Ao contrário do que propunham os evolucionistas, Boas aponta que não só os fenômenos
etnológicos se desenvolvem por incontáveis caminhos diferentes em culturas diferentes,
mas também que, de certa forma, que tais fenômenos, embora similares em sua
expressão, podem possuir significados e apropriações culturais muito distintas para as
culturas comparadas.
Os dois pontos destacados nestas duas obras de Boas permitem aproximações com
um campo do conhecimento de que as Ciências Sociais vêm se aproximando na
atualidade, o de gênero e de sexualidades. A concepção de Boas de que fenômenos
etnológicos diferentes ocorrem por “caminhos” diferentes em cada cultura corresponde à
noção de Judith Butler de gênero como ato performativo. Em “Problemas de gênero:
feminismo e subversão da identidade”(2003), Butler postula que a noção de gênero só
pode ser compreendida como um ato, uma performance repetida, que engloba, ao mesmo
tempo, a reencenação e a experiência de um conjunto de significados preestabelecidos
socialmente, e também no contexto social que tal performance é legitimada, logo esta é
uma construção social.
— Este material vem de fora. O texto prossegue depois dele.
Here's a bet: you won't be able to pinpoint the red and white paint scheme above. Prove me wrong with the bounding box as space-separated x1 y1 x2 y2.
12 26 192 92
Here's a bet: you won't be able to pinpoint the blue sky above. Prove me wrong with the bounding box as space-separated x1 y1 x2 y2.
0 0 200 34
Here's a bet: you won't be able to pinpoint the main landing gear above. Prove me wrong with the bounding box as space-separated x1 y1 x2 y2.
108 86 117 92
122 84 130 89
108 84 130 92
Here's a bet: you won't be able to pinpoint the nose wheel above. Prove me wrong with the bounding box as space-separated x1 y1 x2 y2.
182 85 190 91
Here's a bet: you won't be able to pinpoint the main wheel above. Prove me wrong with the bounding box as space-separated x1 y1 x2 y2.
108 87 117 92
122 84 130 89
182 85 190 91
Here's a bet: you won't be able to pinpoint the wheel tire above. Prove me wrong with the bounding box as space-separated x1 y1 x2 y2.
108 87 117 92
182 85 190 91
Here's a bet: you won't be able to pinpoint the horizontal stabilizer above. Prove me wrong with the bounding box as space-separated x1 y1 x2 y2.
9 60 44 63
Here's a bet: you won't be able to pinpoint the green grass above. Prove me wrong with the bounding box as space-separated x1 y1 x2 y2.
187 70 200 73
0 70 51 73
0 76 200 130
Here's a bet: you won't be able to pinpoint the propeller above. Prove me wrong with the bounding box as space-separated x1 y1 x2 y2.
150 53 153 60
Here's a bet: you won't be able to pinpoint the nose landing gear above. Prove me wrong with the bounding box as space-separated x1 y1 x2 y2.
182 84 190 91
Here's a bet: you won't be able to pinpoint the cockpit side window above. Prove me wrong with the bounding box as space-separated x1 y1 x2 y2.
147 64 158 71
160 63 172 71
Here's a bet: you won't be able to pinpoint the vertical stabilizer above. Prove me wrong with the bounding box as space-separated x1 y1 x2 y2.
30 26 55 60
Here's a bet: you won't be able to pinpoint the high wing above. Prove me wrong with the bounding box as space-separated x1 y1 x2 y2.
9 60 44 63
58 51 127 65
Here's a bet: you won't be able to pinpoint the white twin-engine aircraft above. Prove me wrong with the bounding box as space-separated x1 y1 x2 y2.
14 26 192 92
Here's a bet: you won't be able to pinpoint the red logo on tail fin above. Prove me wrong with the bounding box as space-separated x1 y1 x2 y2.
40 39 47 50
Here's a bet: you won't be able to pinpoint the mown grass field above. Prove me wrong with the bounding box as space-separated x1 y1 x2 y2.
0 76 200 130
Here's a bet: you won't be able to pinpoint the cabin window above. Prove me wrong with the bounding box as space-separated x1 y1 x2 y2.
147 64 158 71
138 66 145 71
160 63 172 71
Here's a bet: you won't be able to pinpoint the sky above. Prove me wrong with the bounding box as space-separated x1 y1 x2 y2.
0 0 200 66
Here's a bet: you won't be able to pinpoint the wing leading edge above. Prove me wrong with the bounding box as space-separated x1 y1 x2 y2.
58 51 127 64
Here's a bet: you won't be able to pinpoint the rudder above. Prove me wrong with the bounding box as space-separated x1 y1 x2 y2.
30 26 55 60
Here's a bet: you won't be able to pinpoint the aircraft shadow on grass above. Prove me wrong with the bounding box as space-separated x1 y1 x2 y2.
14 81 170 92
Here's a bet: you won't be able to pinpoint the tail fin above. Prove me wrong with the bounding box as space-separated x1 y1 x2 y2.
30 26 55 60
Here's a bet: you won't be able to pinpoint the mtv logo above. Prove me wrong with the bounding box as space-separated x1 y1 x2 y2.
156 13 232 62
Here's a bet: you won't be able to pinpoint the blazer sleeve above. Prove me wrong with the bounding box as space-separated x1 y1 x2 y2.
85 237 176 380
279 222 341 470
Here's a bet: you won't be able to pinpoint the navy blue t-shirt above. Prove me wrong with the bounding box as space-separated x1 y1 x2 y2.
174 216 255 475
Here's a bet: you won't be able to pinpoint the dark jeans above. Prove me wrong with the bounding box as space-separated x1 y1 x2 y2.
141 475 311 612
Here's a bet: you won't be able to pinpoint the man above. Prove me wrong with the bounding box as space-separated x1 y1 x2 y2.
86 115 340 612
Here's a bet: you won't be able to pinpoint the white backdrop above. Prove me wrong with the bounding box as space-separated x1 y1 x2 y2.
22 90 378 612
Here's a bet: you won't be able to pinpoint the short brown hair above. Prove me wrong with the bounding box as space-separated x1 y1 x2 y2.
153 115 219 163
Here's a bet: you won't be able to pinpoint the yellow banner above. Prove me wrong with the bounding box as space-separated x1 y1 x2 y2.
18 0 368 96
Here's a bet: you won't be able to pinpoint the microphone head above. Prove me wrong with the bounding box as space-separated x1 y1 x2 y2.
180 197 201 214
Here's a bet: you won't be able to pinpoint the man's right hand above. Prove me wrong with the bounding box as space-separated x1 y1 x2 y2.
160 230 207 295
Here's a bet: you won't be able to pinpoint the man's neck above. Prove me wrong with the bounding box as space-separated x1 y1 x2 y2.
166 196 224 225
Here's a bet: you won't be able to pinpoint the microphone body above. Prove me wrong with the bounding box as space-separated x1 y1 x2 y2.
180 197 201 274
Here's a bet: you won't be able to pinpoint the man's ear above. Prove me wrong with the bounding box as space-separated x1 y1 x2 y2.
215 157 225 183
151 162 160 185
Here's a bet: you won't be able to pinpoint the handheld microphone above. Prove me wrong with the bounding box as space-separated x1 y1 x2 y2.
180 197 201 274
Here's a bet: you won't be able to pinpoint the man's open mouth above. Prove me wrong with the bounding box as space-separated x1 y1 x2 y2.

A autora propõe, ainda, que estes atos são públicos e possuem
dimensões temporais e coletivas (p.200). Assim, se tomarmos as noções de masculinidade
e feminilidade como fenômenos etnológicos e dado que, como propõe Butler, são
construções sociais e temporais, temos que cada indivíduo – mais ainda de que para grupo
social- performa gênero(s) de maneiras muito distintas e determinadas de acordo com o
espaço e tempo. Em outras palavras, tal concepção se aproxima do que Boas pontua ao
afirmar que “caminhos diferentes” levam ao mesmo resultado, pois a percepção de
feminino e masculino (ou mesmo a negação destes conceitos), pode ocorrer de caminhos
– isto é, atos performativos, retomando Butler - extremamente distintos.
Referências bibliográficas:
Boas, Franz 2004 [1896]. The limitations of comparative method in anthropology. [trad.
Boas, F. Antropologia Cultural, Rio de Janeiro: Zahar, pp. 25-39]
Boas, Franz 1966 [1932]. The Aims of Anthropological Research. In Race, Language and
Culture: 243-259. New York: The Free Press, [trad. Boas, F. Antropologia Cultural, Rio
de Janeiro: Zahar, 2004, pp. 87-109)
Stocking, G. Franz Boas and the Culture Concept in Historical Perspective. IN: Race,
culture and evolution. Chicago, University of Chicago, 1982. (Pp.195-232).
Trevisan, João Silvério. Devassos no Paraíso. 4.ed. Rio de Janeiro: Moderna. 2018.